While trawling my old magazines for alternative Christmas cake ideas I spotted a recipe for a Stem Ginger Cake by Tom Dooley in, surprisingly, the February 2004 edition of BBC Good Food Magazine. It has those typical Yule spices of ground ginger, cinnamon and mixed spice but an extra kick of richness with its combination of dark brown sugar, treacle and golden syrup.
This is also what I like to call a hot batter cake - I've been making a few of these in recent weeks. The sugar components are heated to just under boiling point before being added to the cake mix. It's a bit nerve wracking as you then add the eggs to this hot batter - my first thoughts was that they would become scrambled eggs but rest assured, the final product more than easier casts away any worries.
Stem Ginger Cake
220 grams self raising flour
1 teaspoon bicarb
1 tablespoon ground ginger
1 teaspoon ground cinnamon
1 teaspoon ground mixed spice
110 grams butter, diced
80 grams stem ginger, drained, chopped finely
110 grams dark brown sugar
110 grams black treacle
110 grams golden syrup
1 cup milk
1 egg, lightly whisked
Place the flour, bicarb, ground ginger, ground cinnamon, mixed spice and diced butter into a bowl of a food processor. Pulse until the mixture resembles breadcrumbs. Tip this mix into a large heatproof bowl. Scatter in the finely chopped stem ginger and stir briefly to disperse into the flour.
Put the dark brown sugar, treacle, golden syrup and milk into a saucepan (Hint: to save on washing up, I measure the ingredients directly into the pan, one of the major benefits of having digital scales that can be zeroed after each addiction). Place the saucepan over a low heat and stir until the sugar has dissolved. Increase the heat to bring it just below boiling point. Remove from the heat.
Pour this hot liquid into the dry mixture and using a wooden spoon, stir to combine until all the liquid has been added. Finally, drizzle in the egg, making sure you beat it into the batter. Note: the batter may seem a lot thinner than a regular cake batter but don't worry, it is supposed to have that consistency.

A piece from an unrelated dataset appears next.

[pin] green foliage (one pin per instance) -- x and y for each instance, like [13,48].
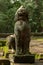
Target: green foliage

Pour the batter into a buttered and lined 10x28cm loaf pan - bake in a preheated 160° oven until cooked through - it should take about an hour but time will vary according to the pan used.
Cook in the tin before un-moulding.
Decorate the cake with a generous drizzle of lemon icing - this is made with icing sugar, lemon juice and grated lemon rind.
A look inside reveals a wonderful, rich coloured crumb, flecked with ginger pieces. It has an almost sponge like texture but with a lot of residual moistness.